Wahlen international nicht anerkannt

Die Krise in Honduras war am 28. Juni offen ausgebrochen, als Militärs Präsident Zelaya auf Anordnung des Obersten Gerichtes absetzten und außer Landes brachten. Am selben Tag bestimmte der Kongress Micheletti, den damaligen Parlamentsvorsitzenden, zum neuen Präsidenten. Zwei Versuche Zelayas, in sein Land und dort auch an die Macht zurückzukehren, blieben erfolglos. Seit 21. September hat Zelaya nun Zuflucht in der brasilianischen Botschaft in Tegucigalpa gefunden.

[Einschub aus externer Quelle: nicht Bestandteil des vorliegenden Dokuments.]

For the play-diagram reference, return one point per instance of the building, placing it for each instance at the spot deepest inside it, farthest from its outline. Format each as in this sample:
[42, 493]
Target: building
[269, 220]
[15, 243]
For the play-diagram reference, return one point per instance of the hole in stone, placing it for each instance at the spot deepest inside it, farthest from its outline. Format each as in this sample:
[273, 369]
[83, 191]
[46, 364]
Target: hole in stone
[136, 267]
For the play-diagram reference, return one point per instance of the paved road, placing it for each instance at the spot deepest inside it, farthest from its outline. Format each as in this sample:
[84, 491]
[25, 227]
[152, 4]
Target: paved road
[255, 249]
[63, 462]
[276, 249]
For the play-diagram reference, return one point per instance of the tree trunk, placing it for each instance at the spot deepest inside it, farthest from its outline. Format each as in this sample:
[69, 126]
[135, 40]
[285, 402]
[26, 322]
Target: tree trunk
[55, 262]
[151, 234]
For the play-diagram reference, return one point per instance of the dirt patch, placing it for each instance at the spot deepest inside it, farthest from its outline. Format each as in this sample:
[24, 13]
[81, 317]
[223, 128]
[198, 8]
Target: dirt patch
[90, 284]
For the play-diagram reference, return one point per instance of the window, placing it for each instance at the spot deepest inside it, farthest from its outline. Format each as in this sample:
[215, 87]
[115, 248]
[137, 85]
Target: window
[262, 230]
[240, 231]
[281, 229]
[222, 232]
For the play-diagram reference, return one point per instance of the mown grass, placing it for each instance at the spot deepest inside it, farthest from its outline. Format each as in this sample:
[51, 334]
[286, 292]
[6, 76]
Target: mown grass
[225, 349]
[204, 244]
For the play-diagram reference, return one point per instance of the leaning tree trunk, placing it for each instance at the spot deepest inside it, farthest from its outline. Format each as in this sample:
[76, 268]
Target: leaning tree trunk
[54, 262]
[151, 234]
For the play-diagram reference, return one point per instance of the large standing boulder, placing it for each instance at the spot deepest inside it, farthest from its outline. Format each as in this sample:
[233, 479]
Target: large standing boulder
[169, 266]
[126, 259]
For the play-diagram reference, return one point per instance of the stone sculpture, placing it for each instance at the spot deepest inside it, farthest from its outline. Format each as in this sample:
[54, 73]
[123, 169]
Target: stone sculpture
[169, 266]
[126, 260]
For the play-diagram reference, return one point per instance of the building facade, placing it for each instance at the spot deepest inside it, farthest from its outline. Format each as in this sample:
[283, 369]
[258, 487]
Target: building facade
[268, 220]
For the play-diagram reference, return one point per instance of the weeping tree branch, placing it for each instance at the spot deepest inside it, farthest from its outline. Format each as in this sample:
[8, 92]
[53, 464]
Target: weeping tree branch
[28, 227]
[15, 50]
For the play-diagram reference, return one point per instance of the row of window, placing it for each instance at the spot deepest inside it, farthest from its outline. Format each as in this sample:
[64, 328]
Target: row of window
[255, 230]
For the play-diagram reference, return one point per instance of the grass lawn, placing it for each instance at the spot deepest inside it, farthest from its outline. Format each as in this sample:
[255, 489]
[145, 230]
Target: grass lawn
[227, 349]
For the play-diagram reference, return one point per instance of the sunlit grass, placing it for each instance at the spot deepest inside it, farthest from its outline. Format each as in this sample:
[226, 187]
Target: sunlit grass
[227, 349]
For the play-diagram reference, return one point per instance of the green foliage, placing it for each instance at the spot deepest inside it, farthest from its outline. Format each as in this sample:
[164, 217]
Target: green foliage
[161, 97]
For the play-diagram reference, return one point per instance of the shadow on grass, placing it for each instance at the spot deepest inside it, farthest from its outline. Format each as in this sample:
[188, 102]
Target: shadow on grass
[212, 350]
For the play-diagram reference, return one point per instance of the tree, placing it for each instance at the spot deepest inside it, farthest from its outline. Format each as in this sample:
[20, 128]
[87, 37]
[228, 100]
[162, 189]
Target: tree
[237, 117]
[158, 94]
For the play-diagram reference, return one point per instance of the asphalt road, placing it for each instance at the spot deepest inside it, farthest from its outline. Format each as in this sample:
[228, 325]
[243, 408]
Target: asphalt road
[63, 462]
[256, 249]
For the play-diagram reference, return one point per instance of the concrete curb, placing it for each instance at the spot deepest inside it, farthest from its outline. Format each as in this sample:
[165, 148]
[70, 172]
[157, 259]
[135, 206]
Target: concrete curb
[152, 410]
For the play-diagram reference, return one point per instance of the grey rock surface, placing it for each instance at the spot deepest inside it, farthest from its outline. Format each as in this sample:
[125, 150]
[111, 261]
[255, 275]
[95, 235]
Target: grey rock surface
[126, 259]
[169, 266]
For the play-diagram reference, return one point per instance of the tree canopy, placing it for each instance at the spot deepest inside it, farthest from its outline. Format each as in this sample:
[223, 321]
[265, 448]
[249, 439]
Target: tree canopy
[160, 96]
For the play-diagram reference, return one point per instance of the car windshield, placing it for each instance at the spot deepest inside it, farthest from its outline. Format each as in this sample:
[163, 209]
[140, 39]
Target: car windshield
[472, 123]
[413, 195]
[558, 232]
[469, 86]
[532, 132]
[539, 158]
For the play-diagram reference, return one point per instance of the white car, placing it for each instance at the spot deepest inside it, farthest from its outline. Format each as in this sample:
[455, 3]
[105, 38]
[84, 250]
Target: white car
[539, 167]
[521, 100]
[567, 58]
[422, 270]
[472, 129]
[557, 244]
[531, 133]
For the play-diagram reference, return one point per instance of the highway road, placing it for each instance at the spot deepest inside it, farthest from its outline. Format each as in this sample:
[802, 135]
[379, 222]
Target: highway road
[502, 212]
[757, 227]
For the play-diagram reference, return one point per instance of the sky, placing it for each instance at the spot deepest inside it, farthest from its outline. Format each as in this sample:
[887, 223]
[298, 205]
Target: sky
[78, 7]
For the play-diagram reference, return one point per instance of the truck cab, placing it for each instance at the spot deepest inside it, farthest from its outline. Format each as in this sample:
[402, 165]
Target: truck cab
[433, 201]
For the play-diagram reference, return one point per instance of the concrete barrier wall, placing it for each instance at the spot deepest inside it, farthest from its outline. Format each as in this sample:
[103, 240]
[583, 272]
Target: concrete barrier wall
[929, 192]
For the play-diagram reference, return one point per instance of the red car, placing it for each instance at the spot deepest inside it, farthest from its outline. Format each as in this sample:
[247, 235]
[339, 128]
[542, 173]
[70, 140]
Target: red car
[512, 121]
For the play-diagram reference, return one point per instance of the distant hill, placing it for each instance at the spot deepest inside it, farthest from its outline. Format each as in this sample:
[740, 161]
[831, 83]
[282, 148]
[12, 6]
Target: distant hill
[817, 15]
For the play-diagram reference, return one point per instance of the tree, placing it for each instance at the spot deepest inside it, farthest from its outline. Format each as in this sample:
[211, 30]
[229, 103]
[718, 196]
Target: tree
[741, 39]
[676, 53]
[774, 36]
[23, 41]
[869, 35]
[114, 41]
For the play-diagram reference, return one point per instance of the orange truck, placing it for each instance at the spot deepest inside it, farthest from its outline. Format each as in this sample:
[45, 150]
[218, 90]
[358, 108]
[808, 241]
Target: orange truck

Ende November sollen in Honduras Präsidentenwahlen abgehalten werden. Sie dürften international allerdings nur anerkannt werden, wenn Zelaya zuvor ins Präsidentenamt zurückkehrt, um an der Spitze einer Regierung der nationalen Einheit die Wahlen vorzubereiten. Seine Gegner um Micheletti werfen ihm jedoch Verfassungsbruch und Machtmissbrauch vor, weshalb sie ihn vor Gericht stellen wollen. Zelaya selbst darf gemäß Verfassung nicht mehr zur Wahl antreten. Seine reguläre Amtszeit würde im Januar 2010 enden.